The question of whether it is reasonable for a child or their parents to expect this is shrugged off again, as it has been by every professional and policy-maker across whose desk it has so far passed. Social transition is presented as a decision for the child. And social acceptance is assumed.
Meanwhile Bridget Phillipson, Secretary of State for Education, continues to sit on guidance for schools. This guidance faces the same pressures of anguished and impassioned demand from teenagers.

The crucial question that must be answered before going any further with medical experimentation is whether the hope and expectation of children to live as the opposite sex is realistic or achievable.

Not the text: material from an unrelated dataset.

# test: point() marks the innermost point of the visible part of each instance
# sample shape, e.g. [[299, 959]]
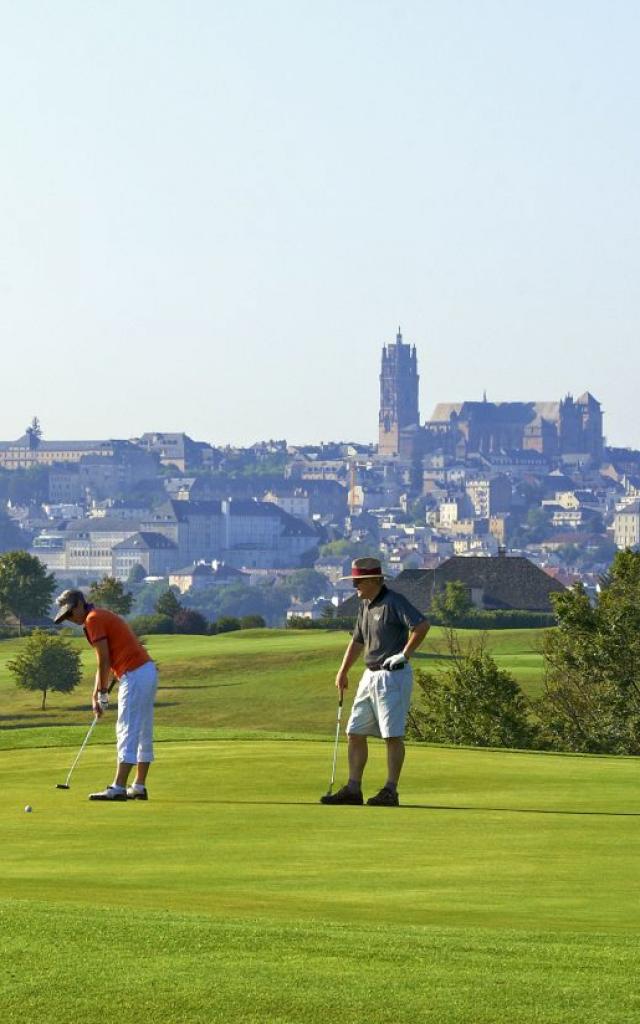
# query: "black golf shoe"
[[386, 798], [343, 796], [133, 793]]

This is not a question with a “case by case” answer to be negotiated with highly motivated parents and highly distressed children, or delegated to another committee with terms of reference that already rule out asking it.
Every decision-maker involved in this story has somehow overlooked two crucial facts that have been available in plain sight all along, and which were the basis for the Supreme Court judgment last year. Human beings cannot change sex. And other people have rights. It shouldn’t take courage — or indeed any particular insight — to say either of these things.

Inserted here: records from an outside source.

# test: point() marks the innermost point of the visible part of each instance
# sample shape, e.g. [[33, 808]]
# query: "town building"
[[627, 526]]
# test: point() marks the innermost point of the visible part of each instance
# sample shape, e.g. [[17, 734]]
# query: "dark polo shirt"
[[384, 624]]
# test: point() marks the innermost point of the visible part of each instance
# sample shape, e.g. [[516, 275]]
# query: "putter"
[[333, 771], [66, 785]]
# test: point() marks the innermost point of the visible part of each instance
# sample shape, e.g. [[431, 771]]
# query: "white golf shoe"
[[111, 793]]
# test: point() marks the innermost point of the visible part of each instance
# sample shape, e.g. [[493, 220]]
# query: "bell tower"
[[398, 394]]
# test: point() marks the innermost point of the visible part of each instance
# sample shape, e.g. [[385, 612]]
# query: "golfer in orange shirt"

Stunting a child’s mental, physical, sexual and reproductive development based on an impossible dream isn’t kindness, it’s child abuse. Passing the responsibility to children to make the decision is deeply unethical.
The question of where the pathway of “transition” leads cannot be avoided any more. Streeting will have to answer for the fact that no decision-maker in the chain below him even asked this question, to his conscience, to his colleagues — or, if there is no last-minute rethink, in court.